49. Akhir Sebuah Cerita

7.8K 226 37
                                    

Gelora 💗 SMA

Si Tukang Becak Ganteng itu telah mengantarkan aku pulang hingga tiba di rumah dengan selamat. Setelah aku membayar uang sesuai dengan ongkos kesepakatan, laki-laki yang kutaksir masih berusia di bawah 30-an itu segera pergi. Aku hanya bisa memandangi punggungnya hingga bayangannya lenyap dari pandanganku.

''Poo ... kamu sudah pulang?'' sapa Mak Ijah. Beliau adalah tetanggaku. Rumahnya tepat bersebalahan dengan rumahku.

''Ya, Mak, habis jalan-jalan di Bali ...'' jawabku.

''Wah, enaknya ... mana oleh-olehnya buat Emak?''

''Ada, Mak ... nanti aku bagi!''

''Asiikk!'' Mak Ijah tersenyum girang.

''Oh ya, Poo ... ini kunci rumahmu!'' Mak Ijah menyerahkan kunci ke tanganku, ''tadi orang tuamu menitipkan kunci kepada Emak, mereka mau buru-buru pergi'' lanjut Emak Ijah menjelaskan.

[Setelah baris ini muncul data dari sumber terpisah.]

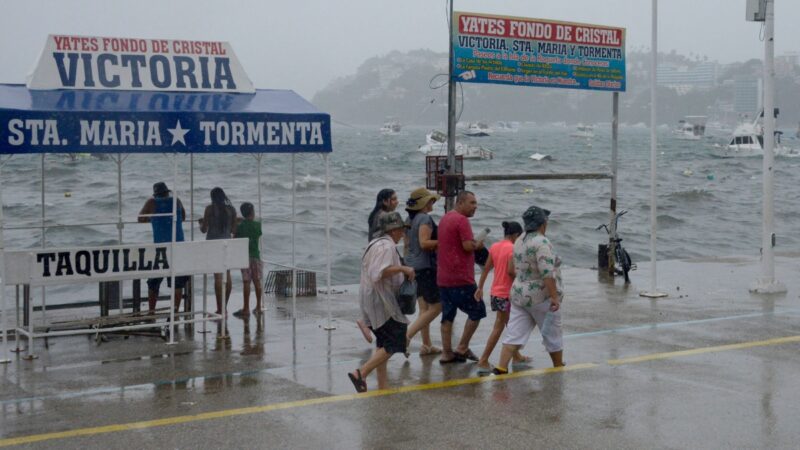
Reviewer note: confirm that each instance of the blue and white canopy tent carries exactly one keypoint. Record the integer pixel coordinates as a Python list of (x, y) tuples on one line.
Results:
[(122, 122)]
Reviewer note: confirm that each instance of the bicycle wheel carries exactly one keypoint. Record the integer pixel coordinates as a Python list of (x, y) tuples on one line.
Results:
[(624, 262)]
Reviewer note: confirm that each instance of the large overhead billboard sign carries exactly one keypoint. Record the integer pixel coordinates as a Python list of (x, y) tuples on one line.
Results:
[(134, 64), (537, 52)]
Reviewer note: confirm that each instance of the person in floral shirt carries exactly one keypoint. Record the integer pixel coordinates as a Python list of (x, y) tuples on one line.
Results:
[(536, 292)]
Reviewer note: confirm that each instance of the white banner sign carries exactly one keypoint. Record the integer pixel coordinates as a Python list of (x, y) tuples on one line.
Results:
[(92, 62), (123, 262)]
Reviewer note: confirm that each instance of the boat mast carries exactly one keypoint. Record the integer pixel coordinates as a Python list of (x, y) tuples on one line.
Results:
[(451, 117)]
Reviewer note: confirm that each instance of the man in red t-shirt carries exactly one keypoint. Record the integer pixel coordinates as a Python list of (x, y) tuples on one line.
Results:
[(455, 277)]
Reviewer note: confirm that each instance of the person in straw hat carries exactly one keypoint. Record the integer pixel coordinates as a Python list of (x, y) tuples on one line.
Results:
[(421, 244), (382, 273)]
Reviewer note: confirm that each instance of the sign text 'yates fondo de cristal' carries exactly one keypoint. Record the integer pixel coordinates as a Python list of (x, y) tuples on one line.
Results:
[(536, 52), (92, 62)]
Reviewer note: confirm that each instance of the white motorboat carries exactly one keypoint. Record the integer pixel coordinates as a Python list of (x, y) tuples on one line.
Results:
[(540, 157), (391, 127), (583, 131), (506, 127), (436, 145), (691, 128), (478, 129), (748, 140)]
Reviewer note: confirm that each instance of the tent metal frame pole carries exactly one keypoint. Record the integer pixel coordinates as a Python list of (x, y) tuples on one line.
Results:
[(653, 292), (174, 232), (294, 256), (329, 326), (44, 244), (119, 159), (5, 359), (614, 175), (259, 157)]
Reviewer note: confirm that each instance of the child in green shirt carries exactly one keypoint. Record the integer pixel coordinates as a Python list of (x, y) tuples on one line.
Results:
[(251, 229)]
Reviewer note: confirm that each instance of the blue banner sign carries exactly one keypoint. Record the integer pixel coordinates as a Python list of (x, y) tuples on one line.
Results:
[(148, 122)]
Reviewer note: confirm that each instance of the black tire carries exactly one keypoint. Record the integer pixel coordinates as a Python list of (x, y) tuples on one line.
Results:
[(625, 263)]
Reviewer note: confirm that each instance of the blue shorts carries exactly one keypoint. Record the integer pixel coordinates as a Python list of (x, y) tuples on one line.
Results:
[(463, 298)]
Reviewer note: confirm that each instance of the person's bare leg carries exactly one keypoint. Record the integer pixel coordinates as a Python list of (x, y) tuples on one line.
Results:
[(218, 291), (491, 341), (246, 297), (152, 298), (423, 321), (228, 287), (469, 329), (557, 358), (178, 297), (505, 356), (379, 356), (425, 331), (447, 344), (259, 291), (383, 376)]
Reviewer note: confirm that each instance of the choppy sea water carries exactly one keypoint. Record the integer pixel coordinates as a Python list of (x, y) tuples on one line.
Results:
[(713, 211)]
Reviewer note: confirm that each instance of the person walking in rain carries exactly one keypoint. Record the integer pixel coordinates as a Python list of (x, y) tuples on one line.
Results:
[(456, 277), (161, 203), (536, 293), (381, 276), (219, 222)]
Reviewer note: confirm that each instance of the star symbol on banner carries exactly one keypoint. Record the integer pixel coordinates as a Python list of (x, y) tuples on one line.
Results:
[(178, 134)]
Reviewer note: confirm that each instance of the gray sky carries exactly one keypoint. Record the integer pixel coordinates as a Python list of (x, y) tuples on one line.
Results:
[(304, 44)]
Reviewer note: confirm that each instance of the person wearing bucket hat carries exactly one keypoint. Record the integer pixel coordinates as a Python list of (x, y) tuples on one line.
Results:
[(500, 255), (536, 293), (421, 246), (161, 203), (382, 273)]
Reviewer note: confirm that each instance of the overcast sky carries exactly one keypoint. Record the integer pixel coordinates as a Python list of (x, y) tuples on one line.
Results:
[(304, 44)]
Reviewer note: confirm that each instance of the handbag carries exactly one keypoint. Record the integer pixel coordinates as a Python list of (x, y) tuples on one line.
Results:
[(407, 294), (407, 297)]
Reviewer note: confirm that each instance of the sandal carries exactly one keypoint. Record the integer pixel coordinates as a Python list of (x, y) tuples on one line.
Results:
[(457, 357), (524, 361), (483, 371), (365, 331), (467, 355), (426, 350), (358, 383)]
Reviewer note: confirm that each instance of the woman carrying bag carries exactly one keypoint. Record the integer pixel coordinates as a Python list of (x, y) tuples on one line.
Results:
[(382, 273)]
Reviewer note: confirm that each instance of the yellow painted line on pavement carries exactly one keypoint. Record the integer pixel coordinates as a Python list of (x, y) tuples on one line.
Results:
[(700, 351), (379, 393), (278, 406)]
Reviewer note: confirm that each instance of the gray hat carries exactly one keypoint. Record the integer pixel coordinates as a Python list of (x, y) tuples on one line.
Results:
[(534, 217), (390, 221), (159, 189)]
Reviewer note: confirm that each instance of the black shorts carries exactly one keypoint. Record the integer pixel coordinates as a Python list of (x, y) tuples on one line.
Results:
[(426, 286), (500, 304), (391, 336), (463, 298), (154, 284)]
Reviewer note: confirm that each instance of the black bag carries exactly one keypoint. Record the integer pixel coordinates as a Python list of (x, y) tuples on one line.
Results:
[(481, 256), (407, 297)]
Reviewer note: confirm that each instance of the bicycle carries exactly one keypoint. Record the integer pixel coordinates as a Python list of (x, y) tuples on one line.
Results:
[(620, 254)]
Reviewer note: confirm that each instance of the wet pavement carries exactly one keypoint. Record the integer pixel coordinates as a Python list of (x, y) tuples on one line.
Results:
[(711, 366)]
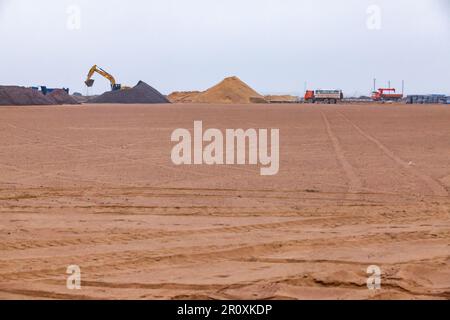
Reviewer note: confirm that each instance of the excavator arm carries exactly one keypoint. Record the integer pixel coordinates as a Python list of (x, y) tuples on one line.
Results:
[(96, 69)]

''Pergi ke mana, Mak?'' tanyaku heran.

''Katanya mau jenguk Mbakyu-mu yang mau Babaran (Lahiran/Persalinan),'' jawab Mak Ijah.

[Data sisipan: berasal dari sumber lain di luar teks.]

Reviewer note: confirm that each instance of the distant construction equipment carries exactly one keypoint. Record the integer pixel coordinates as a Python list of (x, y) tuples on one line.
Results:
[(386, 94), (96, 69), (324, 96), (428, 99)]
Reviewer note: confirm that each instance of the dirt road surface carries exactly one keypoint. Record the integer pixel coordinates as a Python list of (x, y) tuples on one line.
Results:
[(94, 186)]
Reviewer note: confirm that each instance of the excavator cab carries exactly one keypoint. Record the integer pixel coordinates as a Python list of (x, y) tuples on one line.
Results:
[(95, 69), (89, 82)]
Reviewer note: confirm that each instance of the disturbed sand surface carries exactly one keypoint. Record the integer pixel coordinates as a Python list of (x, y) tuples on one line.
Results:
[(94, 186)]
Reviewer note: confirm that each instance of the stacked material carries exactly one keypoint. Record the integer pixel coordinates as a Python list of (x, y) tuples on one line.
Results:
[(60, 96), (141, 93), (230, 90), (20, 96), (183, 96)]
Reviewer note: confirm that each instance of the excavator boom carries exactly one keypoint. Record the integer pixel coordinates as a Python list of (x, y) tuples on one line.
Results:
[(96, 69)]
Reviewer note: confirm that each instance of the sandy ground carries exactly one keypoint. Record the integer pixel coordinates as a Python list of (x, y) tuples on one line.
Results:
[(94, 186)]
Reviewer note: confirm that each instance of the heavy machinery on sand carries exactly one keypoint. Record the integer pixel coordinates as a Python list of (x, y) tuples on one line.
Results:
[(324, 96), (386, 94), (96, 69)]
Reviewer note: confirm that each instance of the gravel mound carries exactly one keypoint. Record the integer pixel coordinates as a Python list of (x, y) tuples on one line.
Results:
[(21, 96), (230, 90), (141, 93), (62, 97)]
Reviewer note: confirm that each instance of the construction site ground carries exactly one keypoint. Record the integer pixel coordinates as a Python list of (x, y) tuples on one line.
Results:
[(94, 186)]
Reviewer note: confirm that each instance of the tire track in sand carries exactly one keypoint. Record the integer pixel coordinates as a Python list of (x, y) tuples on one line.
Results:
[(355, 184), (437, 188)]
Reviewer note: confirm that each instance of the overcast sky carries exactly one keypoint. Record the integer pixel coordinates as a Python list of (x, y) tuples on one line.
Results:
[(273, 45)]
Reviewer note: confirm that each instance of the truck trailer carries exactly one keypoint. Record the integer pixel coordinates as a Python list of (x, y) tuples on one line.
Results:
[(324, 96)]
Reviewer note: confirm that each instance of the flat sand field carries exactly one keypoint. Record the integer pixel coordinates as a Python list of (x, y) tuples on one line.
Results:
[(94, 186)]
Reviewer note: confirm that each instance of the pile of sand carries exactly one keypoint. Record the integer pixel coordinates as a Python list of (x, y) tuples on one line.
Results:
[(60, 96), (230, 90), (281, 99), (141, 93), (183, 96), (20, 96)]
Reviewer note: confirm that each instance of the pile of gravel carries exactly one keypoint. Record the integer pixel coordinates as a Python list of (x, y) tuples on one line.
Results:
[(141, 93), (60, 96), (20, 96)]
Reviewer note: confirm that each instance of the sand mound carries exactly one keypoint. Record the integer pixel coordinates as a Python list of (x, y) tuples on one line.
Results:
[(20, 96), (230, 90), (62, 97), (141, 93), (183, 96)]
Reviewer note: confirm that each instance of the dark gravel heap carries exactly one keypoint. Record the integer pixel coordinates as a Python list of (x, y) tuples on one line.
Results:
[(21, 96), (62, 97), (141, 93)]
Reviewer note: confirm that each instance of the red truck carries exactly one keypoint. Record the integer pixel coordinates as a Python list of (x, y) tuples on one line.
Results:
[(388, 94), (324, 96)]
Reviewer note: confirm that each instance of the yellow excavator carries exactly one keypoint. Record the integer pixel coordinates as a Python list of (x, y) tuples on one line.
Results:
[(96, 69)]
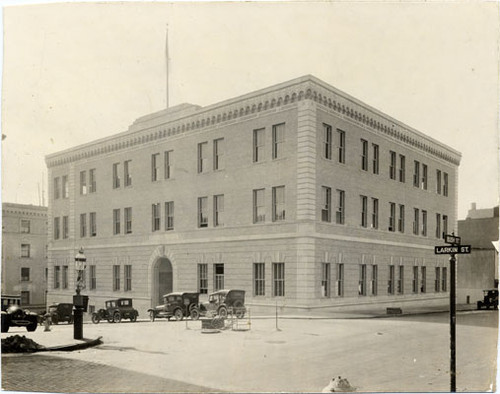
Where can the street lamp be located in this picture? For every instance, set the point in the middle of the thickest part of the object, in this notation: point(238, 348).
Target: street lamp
point(79, 301)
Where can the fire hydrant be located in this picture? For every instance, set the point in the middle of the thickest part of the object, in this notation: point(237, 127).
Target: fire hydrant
point(47, 321)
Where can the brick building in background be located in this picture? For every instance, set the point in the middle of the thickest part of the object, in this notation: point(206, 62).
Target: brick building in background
point(24, 253)
point(479, 270)
point(298, 193)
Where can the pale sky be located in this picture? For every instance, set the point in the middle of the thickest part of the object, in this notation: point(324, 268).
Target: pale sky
point(76, 72)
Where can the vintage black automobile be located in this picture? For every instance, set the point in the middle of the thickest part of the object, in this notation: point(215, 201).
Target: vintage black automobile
point(223, 302)
point(177, 305)
point(15, 316)
point(60, 312)
point(115, 311)
point(490, 299)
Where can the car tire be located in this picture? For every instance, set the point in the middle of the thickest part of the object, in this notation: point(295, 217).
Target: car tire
point(117, 317)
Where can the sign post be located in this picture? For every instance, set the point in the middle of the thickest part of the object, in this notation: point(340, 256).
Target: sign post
point(455, 248)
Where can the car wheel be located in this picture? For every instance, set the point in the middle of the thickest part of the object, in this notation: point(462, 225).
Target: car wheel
point(178, 314)
point(117, 317)
point(223, 312)
point(195, 314)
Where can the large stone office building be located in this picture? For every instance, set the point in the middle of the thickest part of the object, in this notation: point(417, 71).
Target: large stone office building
point(298, 193)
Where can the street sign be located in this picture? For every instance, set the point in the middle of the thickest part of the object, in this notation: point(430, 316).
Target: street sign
point(460, 249)
point(451, 239)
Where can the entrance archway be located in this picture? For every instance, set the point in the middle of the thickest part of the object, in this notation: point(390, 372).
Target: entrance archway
point(162, 279)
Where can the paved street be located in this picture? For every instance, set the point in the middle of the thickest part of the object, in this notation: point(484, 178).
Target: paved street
point(302, 355)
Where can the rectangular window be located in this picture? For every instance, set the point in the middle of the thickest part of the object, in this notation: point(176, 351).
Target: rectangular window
point(259, 215)
point(57, 228)
point(437, 280)
point(169, 157)
point(57, 189)
point(155, 217)
point(57, 277)
point(116, 277)
point(278, 141)
point(364, 155)
point(402, 168)
point(65, 186)
point(327, 141)
point(202, 212)
point(414, 286)
point(438, 225)
point(325, 280)
point(374, 213)
point(219, 154)
point(401, 220)
point(83, 182)
point(203, 278)
point(169, 215)
point(445, 184)
point(278, 279)
point(116, 221)
point(390, 282)
point(116, 175)
point(326, 209)
point(362, 280)
point(438, 181)
point(341, 146)
point(258, 145)
point(92, 277)
point(340, 279)
point(374, 284)
point(128, 220)
point(423, 280)
point(155, 167)
point(218, 276)
point(375, 160)
point(65, 277)
point(127, 174)
point(65, 227)
point(202, 157)
point(83, 225)
point(424, 177)
point(25, 226)
point(392, 216)
point(401, 279)
point(219, 210)
point(392, 165)
point(364, 211)
point(278, 203)
point(259, 279)
point(25, 274)
point(25, 250)
point(416, 173)
point(92, 181)
point(416, 214)
point(128, 278)
point(340, 212)
point(93, 224)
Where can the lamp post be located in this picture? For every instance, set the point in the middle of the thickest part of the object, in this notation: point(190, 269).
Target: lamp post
point(79, 301)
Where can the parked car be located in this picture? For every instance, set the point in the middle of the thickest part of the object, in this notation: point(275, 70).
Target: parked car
point(60, 312)
point(490, 299)
point(223, 302)
point(15, 316)
point(178, 305)
point(115, 311)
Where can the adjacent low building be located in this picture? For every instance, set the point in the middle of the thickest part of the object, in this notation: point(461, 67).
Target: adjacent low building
point(298, 193)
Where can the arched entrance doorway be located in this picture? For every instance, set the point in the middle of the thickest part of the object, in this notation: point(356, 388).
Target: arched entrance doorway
point(162, 279)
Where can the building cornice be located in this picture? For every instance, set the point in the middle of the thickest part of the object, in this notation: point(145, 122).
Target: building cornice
point(188, 118)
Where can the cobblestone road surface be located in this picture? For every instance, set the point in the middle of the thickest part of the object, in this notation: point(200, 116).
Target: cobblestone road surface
point(43, 373)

''Oh, gitu ...'' Aku mengangguk. Pantesan mereka tidak ada yang sempat menjemput aku. Ternyata ini toh, alasannya.

''Ya udah, kalau begitu terima kasih ya, Mak ...''

''Iya, sama-sama, Poo ...''

''Eh Mak ... tunggu sebentar!'' Aku menahan langkah Mak Ijah yang baru saja membalikan tubuhnya. Dan wanita setengah baya ini langsung melengos ke arahku.

''Ada apa, Poo?'' ujar Mak Ijah.

''Ini oleh-oleh buat Mak Ijah!'' Aku menyerahkan satu besek salak Bali ke tangan Mak Ijah.

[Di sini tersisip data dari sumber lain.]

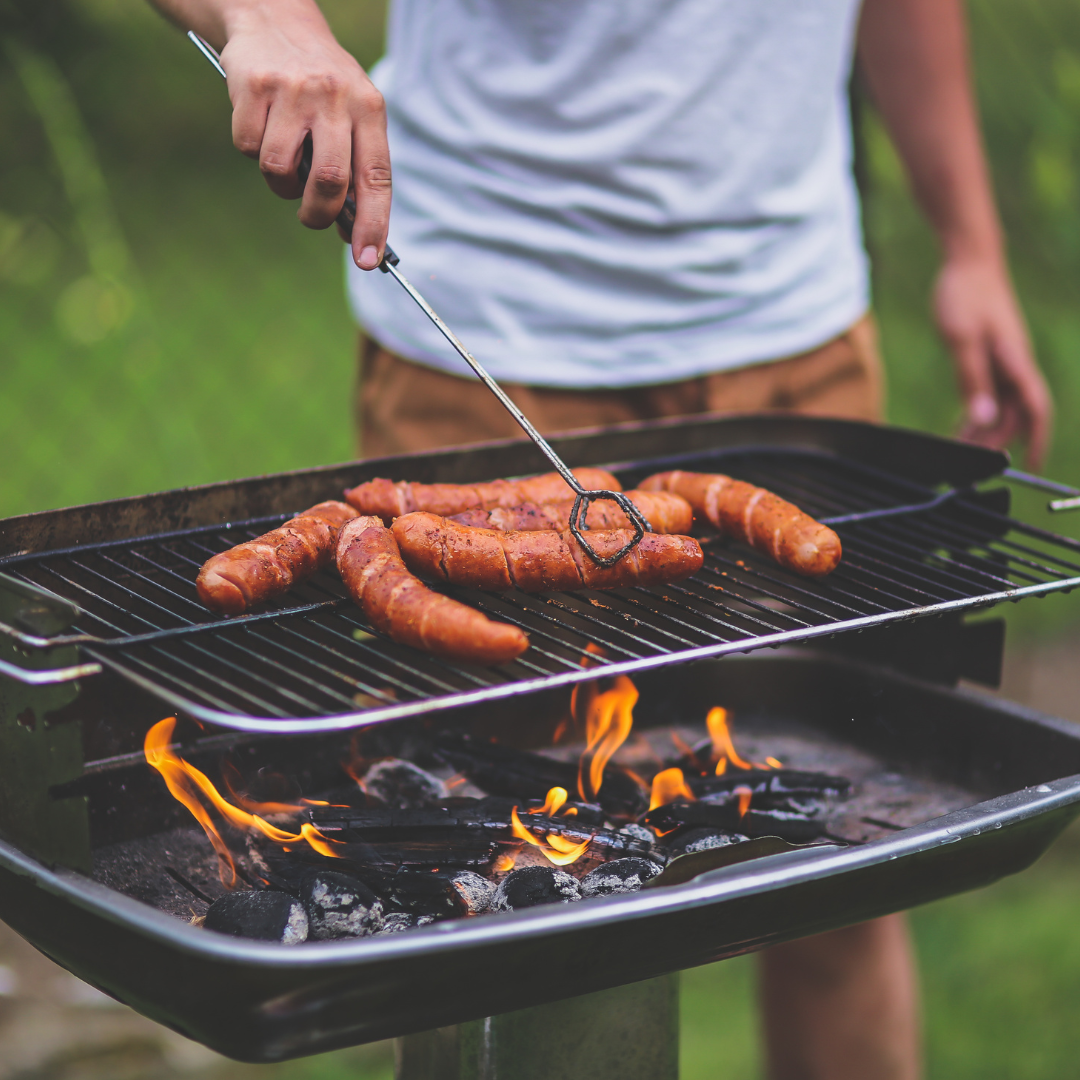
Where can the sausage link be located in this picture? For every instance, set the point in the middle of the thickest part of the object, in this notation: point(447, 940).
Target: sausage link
point(390, 500)
point(271, 564)
point(538, 561)
point(664, 511)
point(405, 609)
point(757, 517)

''Wah ... terima kasih banyak ya, Poo ...'' ungkap wanita berkerudung merah ini senang.

''Ya, Mak ... kembali kasih!'' timpalku, lalu beliau pun ngacir meninggalkan aku sendiri.

Tanpa banyak berpikir, aku langsung membuka pintu rumahku dan memasukinya dengan perasaan hati yang lega. Lega karena akhirnya aku bisa berjumpa dengan kamar pribadiku. Aku sudah rindu dengan kamarku yang penuh dengan ornamen warna biru yang berhubungan dengan Doraemon. Yes, aku pecinta kartun Doraemon. Banyak sekali koleksiku yang bernuansa robot kucing dari negeri sakura itu.

''Assalamualaika!'' Aku membuka pintu kamar tidurku. Boneka Doraeman pemberian Akim masih tersusun rapi di tempatnya. Boneka ukuran Baboon itu nampak tersenyum seolah menyambut kedatanganku. Tapi setiap aku melihat boneka itu aku selalu melihat wajah Akim. Hmmm ... apa jangan-jangan Akim guna-gunain aku lewat boneka itu, ya? Bisa jadi! Tapi aku tidak mau Suudzon. Bagaimana pun boneka itu lucu dan aku menyukainya. Walaupun setiap aku memeluk boneka tersebut aku seolah memeluk tubuh Akim ... iiihhh males banget deh! Wkwkwkw ...

Aku menjatuhkan tubuhku di atas kasur. Pandanganku menerawang ke arah langit-langit kamarku. Ada kipas angin baling-baling yang berputar-putar berwarna kuning. Seperti baling-baling bambunya Doraemon. Kipas itu menerpakan angin yang segar seolah meninabobokan mataku yang lelah hingga aku terlelap. Mungkin, karena kondisi tubuh yang capek, dalam sekejap aku pun tertidur pulas.

Aku terbangun ketika hari menjelang sore. Namun aku belum merasakan tanda-tanda bahwa kedua orang tuaku sudah pulang ke rumah. Suasana rumah masih nampak senyap. Aku sendirian. Aku baru mendapatkan kabar dari orang tuaku sehabis waktu maghrib, mereka menelponku kalau mereka tidak bisa pulang, karena harus menginap di rumah kakak. Begitulah mereka ketika mempunyai cucu baru mereka jadi melupakan anak bungsunya. Nasib jadi anak bontot, selalu kesepian. Tapi sudahlah ... aku tidak mau bersedih. Biarlah aku hadapi dengan senang hati menikmati malam sendirian. I am home alone.